When an engine sits for an extended period of time - like being parked overnight - when it is first started (a.k.a cold start) is when the lubricant is of the greatest importance from a wear standpoint. This is true regardless of the ambient temperature when the engine is first (cold) started. If there is anytime from the moment in time it is first cold started to running the engine close to its redline for hours on-end in a high-speed cross country trip, to driving in heavy stop-'n-go traffic in NYC - it is that first startup after being parked overnight that will cause the absolute most engine wear. That is the time when metal-on-metal contact is most likely to occur because lubrication is delayed from reaching those critical areas and parts. So, to best protect against this cold startup wear your engine would be best served by having a 0W (1st number) motor oil, not a 5W (1st number).
Overlook the ambient temperature in parts of this video and pay attention to the point about cold starting an engine - regardless what the ambient temperature may happen to be.
Appreciate the input guys, but the difference between a 0w and 5w is negligible at best.

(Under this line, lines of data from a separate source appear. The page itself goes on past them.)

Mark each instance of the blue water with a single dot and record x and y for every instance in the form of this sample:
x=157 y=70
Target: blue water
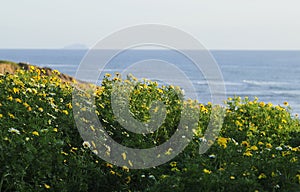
x=272 y=76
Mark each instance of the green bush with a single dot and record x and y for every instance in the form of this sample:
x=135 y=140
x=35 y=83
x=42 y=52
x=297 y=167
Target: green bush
x=41 y=148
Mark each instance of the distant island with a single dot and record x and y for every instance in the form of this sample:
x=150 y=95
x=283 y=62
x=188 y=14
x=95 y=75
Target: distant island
x=76 y=46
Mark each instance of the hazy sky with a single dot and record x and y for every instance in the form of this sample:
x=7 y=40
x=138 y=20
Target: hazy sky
x=218 y=24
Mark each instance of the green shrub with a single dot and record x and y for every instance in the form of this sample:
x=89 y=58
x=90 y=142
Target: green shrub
x=41 y=149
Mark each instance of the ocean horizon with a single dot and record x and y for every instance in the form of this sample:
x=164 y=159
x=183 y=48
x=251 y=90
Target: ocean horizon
x=272 y=76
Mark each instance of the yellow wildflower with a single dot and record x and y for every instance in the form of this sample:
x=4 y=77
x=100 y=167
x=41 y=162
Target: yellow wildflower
x=112 y=172
x=268 y=145
x=206 y=171
x=254 y=148
x=222 y=142
x=10 y=98
x=124 y=156
x=16 y=90
x=65 y=112
x=248 y=154
x=245 y=143
x=18 y=100
x=125 y=168
x=35 y=133
x=128 y=179
x=261 y=104
x=11 y=115
x=47 y=186
x=173 y=164
x=262 y=176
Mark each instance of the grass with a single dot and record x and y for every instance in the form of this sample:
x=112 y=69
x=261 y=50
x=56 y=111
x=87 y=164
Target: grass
x=41 y=148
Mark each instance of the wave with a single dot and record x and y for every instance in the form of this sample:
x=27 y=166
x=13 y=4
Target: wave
x=265 y=83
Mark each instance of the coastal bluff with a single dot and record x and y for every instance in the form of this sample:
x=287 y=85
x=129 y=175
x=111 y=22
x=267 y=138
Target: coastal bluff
x=12 y=67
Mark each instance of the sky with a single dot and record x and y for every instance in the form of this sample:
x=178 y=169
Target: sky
x=217 y=24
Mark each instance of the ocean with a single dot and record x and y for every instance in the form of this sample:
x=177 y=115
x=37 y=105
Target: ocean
x=272 y=76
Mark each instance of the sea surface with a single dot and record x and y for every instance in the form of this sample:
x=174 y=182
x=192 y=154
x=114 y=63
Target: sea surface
x=272 y=76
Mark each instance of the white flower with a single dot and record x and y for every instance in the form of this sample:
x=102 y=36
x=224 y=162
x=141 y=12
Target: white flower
x=86 y=144
x=13 y=130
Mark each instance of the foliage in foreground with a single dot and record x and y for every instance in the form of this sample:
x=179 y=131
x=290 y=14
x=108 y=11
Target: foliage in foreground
x=41 y=149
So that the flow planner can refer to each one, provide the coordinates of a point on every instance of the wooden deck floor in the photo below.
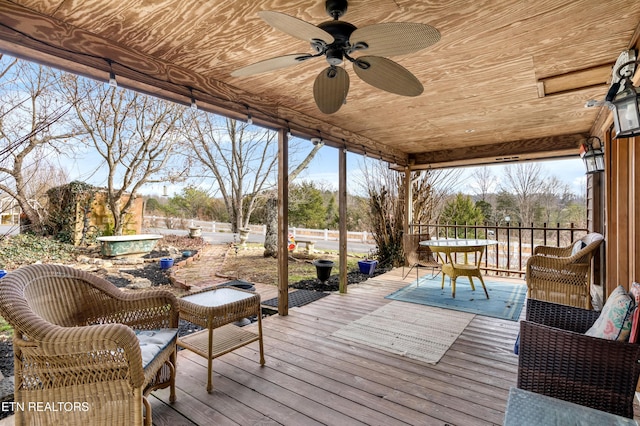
(311, 379)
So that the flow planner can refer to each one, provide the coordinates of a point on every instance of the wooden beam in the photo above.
(283, 223)
(576, 80)
(408, 201)
(342, 213)
(550, 147)
(65, 47)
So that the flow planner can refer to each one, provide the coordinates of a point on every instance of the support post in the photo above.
(283, 223)
(342, 211)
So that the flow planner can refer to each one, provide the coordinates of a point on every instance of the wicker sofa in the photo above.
(557, 359)
(87, 349)
(563, 274)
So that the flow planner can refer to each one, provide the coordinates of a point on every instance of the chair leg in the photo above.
(473, 287)
(172, 385)
(483, 286)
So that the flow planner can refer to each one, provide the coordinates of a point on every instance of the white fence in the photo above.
(314, 234)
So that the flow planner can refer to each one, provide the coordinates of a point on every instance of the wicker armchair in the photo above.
(562, 275)
(557, 359)
(75, 347)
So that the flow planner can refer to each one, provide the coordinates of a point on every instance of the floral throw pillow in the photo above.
(614, 322)
(635, 317)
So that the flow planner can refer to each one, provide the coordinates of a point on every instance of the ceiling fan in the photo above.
(338, 40)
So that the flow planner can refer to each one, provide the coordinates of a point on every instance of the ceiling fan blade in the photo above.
(295, 27)
(330, 89)
(271, 64)
(387, 75)
(394, 38)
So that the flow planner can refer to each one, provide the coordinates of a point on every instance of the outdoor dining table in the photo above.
(445, 249)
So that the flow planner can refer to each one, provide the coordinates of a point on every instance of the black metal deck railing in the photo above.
(515, 242)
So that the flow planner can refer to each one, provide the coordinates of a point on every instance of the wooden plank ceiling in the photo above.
(508, 80)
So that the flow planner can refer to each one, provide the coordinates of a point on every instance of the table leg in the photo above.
(485, 288)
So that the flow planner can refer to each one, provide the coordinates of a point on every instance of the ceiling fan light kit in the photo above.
(337, 41)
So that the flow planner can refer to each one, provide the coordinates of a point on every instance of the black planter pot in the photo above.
(323, 269)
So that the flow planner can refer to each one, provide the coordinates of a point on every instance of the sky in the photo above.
(323, 170)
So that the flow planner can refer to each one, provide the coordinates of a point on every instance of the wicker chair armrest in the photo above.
(147, 310)
(586, 370)
(108, 344)
(553, 251)
(557, 263)
(568, 318)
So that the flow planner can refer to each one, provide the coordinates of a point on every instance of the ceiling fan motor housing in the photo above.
(341, 31)
(336, 8)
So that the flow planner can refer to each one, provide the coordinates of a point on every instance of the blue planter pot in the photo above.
(367, 266)
(166, 263)
(323, 269)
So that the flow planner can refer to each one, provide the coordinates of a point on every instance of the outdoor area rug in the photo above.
(418, 332)
(298, 298)
(505, 299)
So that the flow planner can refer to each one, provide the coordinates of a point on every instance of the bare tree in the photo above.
(33, 120)
(386, 210)
(553, 193)
(430, 191)
(483, 181)
(525, 182)
(134, 134)
(242, 159)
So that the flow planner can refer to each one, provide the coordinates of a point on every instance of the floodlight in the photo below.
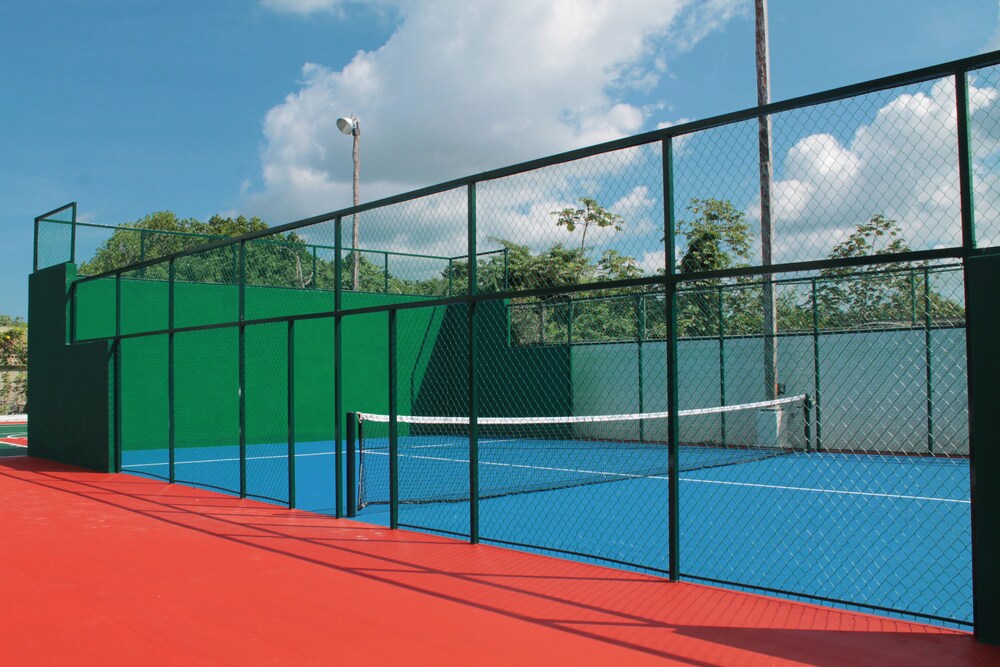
(346, 125)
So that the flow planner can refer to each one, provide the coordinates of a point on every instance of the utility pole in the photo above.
(352, 126)
(766, 177)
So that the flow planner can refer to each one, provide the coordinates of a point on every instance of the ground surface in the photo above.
(115, 569)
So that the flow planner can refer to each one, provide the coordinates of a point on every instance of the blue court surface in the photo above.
(888, 533)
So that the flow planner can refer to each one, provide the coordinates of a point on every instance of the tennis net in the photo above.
(529, 454)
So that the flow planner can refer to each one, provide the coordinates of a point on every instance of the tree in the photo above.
(592, 213)
(717, 237)
(894, 292)
(850, 296)
(13, 364)
(163, 233)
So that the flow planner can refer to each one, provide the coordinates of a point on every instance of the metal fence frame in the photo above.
(670, 282)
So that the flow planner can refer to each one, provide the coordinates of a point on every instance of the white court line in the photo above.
(774, 487)
(229, 460)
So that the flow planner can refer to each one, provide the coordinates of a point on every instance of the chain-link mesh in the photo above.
(579, 303)
(207, 408)
(94, 308)
(313, 391)
(267, 433)
(145, 406)
(874, 514)
(54, 242)
(432, 353)
(984, 144)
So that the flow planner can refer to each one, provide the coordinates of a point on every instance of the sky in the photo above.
(229, 106)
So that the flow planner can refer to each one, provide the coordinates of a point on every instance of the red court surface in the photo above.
(103, 569)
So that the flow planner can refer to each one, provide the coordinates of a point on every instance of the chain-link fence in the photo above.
(663, 355)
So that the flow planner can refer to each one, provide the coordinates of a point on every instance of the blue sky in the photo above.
(134, 106)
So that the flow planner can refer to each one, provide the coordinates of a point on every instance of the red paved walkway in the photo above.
(99, 569)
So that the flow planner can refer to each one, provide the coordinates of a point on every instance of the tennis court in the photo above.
(139, 571)
(802, 516)
(663, 396)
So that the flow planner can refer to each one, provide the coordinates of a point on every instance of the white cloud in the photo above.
(303, 7)
(463, 87)
(903, 164)
(994, 42)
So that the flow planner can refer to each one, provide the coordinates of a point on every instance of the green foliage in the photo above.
(13, 365)
(163, 233)
(854, 296)
(718, 237)
(592, 213)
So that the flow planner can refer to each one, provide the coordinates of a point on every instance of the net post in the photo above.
(722, 361)
(806, 409)
(393, 426)
(315, 281)
(673, 432)
(385, 272)
(243, 369)
(640, 335)
(816, 374)
(34, 258)
(473, 362)
(73, 295)
(290, 361)
(965, 170)
(171, 393)
(352, 485)
(72, 236)
(929, 375)
(338, 364)
(117, 425)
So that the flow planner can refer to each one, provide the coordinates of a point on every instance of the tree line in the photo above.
(713, 235)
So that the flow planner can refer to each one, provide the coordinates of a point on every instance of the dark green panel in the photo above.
(513, 381)
(69, 395)
(983, 303)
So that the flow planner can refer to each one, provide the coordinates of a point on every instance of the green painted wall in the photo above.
(69, 388)
(206, 363)
(513, 381)
(432, 344)
(983, 307)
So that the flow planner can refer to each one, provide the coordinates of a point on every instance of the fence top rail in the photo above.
(952, 68)
(65, 207)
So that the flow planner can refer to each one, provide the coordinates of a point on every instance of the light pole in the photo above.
(352, 126)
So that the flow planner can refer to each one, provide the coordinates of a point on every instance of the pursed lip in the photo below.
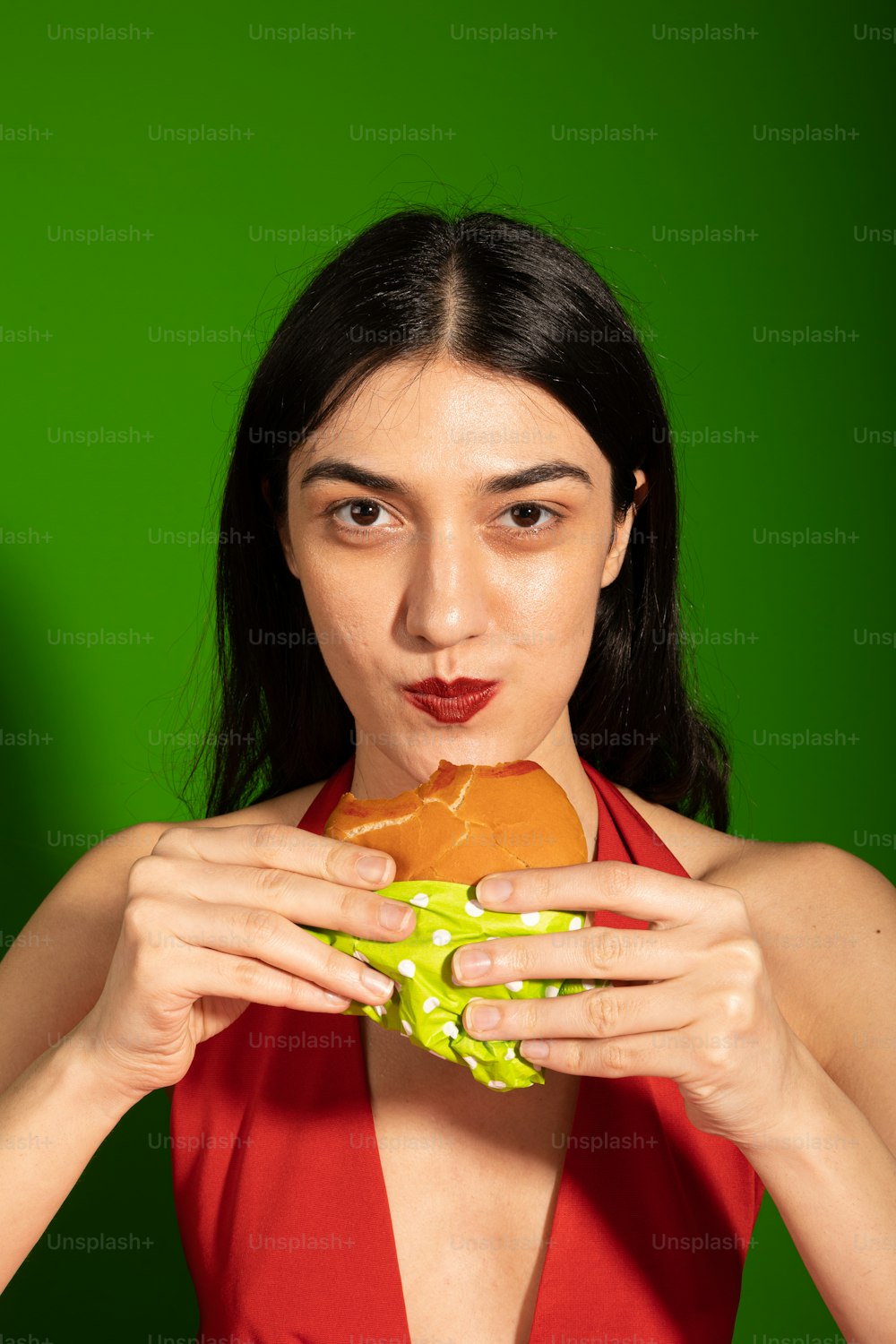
(449, 690)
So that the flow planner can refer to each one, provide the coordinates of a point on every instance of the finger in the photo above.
(622, 1056)
(627, 889)
(591, 1013)
(263, 937)
(309, 900)
(594, 953)
(274, 846)
(226, 976)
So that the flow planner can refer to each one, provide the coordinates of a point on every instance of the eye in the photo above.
(363, 516)
(367, 508)
(533, 508)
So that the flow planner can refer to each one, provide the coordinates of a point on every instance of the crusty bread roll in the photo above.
(466, 822)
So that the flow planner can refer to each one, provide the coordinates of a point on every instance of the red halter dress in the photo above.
(282, 1204)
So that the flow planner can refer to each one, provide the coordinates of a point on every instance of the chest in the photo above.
(471, 1185)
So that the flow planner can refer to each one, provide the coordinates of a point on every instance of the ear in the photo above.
(622, 531)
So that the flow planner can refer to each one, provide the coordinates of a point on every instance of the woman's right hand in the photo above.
(211, 924)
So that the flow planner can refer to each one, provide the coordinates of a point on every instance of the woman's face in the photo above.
(438, 569)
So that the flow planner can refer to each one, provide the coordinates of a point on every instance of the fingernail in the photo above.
(533, 1048)
(470, 962)
(379, 984)
(495, 889)
(481, 1019)
(392, 916)
(373, 868)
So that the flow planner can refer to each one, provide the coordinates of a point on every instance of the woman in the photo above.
(452, 462)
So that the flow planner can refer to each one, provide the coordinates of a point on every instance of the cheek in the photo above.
(556, 597)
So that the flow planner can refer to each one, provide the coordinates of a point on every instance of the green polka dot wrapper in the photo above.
(426, 1005)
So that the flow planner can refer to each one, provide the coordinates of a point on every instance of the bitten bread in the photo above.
(466, 822)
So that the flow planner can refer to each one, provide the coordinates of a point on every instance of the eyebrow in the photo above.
(335, 470)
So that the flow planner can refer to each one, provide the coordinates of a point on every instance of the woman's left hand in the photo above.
(700, 1011)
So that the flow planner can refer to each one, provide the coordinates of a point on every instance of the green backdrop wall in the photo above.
(174, 171)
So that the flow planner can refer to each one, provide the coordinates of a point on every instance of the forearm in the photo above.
(833, 1180)
(53, 1118)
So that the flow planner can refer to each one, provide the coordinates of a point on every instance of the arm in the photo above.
(53, 1118)
(56, 1107)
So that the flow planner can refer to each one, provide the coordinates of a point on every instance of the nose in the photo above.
(446, 599)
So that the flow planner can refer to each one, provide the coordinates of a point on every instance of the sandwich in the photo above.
(460, 825)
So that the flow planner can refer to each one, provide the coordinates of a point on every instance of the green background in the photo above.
(796, 437)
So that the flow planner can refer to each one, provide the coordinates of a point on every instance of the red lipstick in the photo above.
(450, 702)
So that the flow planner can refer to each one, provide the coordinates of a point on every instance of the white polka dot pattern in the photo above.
(426, 1005)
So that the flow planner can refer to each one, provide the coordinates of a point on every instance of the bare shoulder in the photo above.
(56, 968)
(826, 924)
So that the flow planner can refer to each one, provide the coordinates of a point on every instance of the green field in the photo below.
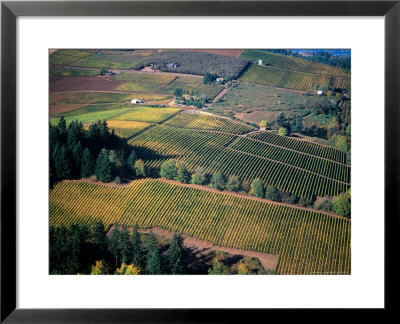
(208, 122)
(301, 146)
(327, 168)
(193, 84)
(92, 117)
(101, 97)
(253, 103)
(147, 114)
(208, 150)
(306, 242)
(273, 77)
(292, 63)
(64, 72)
(127, 129)
(94, 108)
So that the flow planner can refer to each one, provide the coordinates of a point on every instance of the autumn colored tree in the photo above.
(257, 188)
(99, 268)
(140, 169)
(218, 268)
(233, 183)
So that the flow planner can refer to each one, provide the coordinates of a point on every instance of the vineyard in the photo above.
(58, 72)
(305, 241)
(206, 150)
(147, 114)
(193, 84)
(127, 129)
(93, 108)
(301, 146)
(91, 117)
(273, 77)
(208, 122)
(320, 166)
(100, 97)
(293, 63)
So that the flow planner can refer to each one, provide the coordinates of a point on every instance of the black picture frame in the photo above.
(10, 10)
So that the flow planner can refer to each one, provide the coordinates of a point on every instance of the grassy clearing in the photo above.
(127, 128)
(208, 122)
(147, 114)
(91, 117)
(101, 97)
(146, 78)
(193, 84)
(253, 103)
(94, 108)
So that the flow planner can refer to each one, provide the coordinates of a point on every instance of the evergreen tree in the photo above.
(136, 251)
(77, 159)
(272, 193)
(103, 170)
(257, 188)
(113, 243)
(233, 183)
(99, 236)
(62, 162)
(87, 168)
(182, 173)
(175, 254)
(168, 169)
(140, 170)
(132, 159)
(73, 244)
(218, 181)
(125, 244)
(153, 265)
(199, 177)
(218, 268)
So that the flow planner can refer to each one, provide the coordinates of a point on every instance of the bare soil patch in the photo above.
(203, 248)
(99, 83)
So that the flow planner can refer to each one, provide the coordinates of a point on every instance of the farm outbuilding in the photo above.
(135, 101)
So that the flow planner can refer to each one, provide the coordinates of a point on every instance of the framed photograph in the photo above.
(179, 140)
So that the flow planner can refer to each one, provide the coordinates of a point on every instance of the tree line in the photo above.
(80, 249)
(79, 153)
(176, 170)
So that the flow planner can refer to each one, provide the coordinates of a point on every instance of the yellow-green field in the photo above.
(305, 241)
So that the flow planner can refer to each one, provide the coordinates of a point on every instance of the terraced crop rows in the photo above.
(293, 63)
(127, 128)
(147, 114)
(206, 150)
(301, 146)
(208, 122)
(273, 77)
(193, 84)
(101, 97)
(306, 242)
(323, 167)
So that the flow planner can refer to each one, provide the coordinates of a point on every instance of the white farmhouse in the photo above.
(135, 101)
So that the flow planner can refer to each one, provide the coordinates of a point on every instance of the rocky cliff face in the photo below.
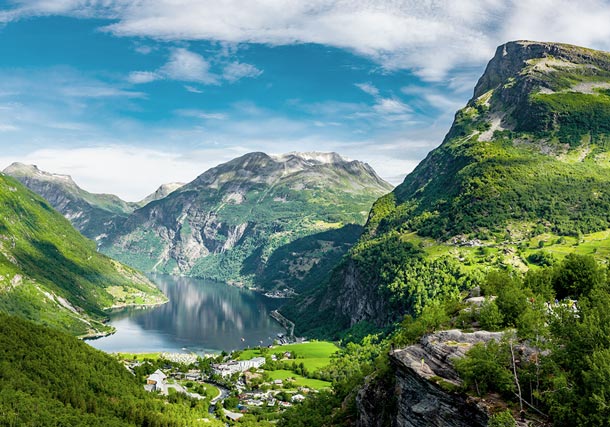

Even if there is startup wear, I can guarantee we'll likely never see the effects in our lifetime. I will report back if there are any issues I encounter.
Does one engine not spin like 700 rmp's higher than the other engine also, and not have some oil systems differences? I could be wrong I'm not a Mustang guy, but I thought I remember reading about them in C&D.
All Coyote GTs redlined at 7000. The Boss 302 had a slightly hotter Coyote 5.0 that spun to 7500. I pegged the limiter a few times because the car pulled so hard at 7000, like it really wanted to go to 7500. After the S550 redesign in 2015, all GTs spun to 7500.
Originally Posted by bclexus
Just the 3.73 rear gear is enough to make a significant difference in mpg.
I've had the 'fun' of having numerous 4.11 rear ends in street driven 4-speed cars, and one with a 4.56 rear end . It was not much fun on a lengthy trip watching the tach rev constantly so high at highway cruising speed and it was no fun watching the gas gauge drop so quickly. If you could talk yourself into keeping your foot out of the Holley secondaries you might get lucky and average as much as 8 or 9 miles per gallon with the car.
Ooof. I at least had an overdrive. The Getrag MT82 (which I never had problems with over 90k miles, even though everyone complained about it) was a 6 speed single overdrive transmission. 5th gear was 1:1, and 1st was a real stump puller. The factory axle ratios were 3.23, 3.55, and 3.73 with a clutch diff. The Boss 302 (and parts bin Track Pack cars) all got 3.73 with a Torsen. Where I learned to love the Torsen - I would love to have one for my car.
Hate to brake out to you guys. 0w-20 is only a US thing due to CAFE. All countries, including Japan and Australia, you can use all these grades. Our dealer fills these cars with 5w-30.
Personally I do my own oil changes and have used 0w-20 and 30. Found 30 weight give a more refined engine sound.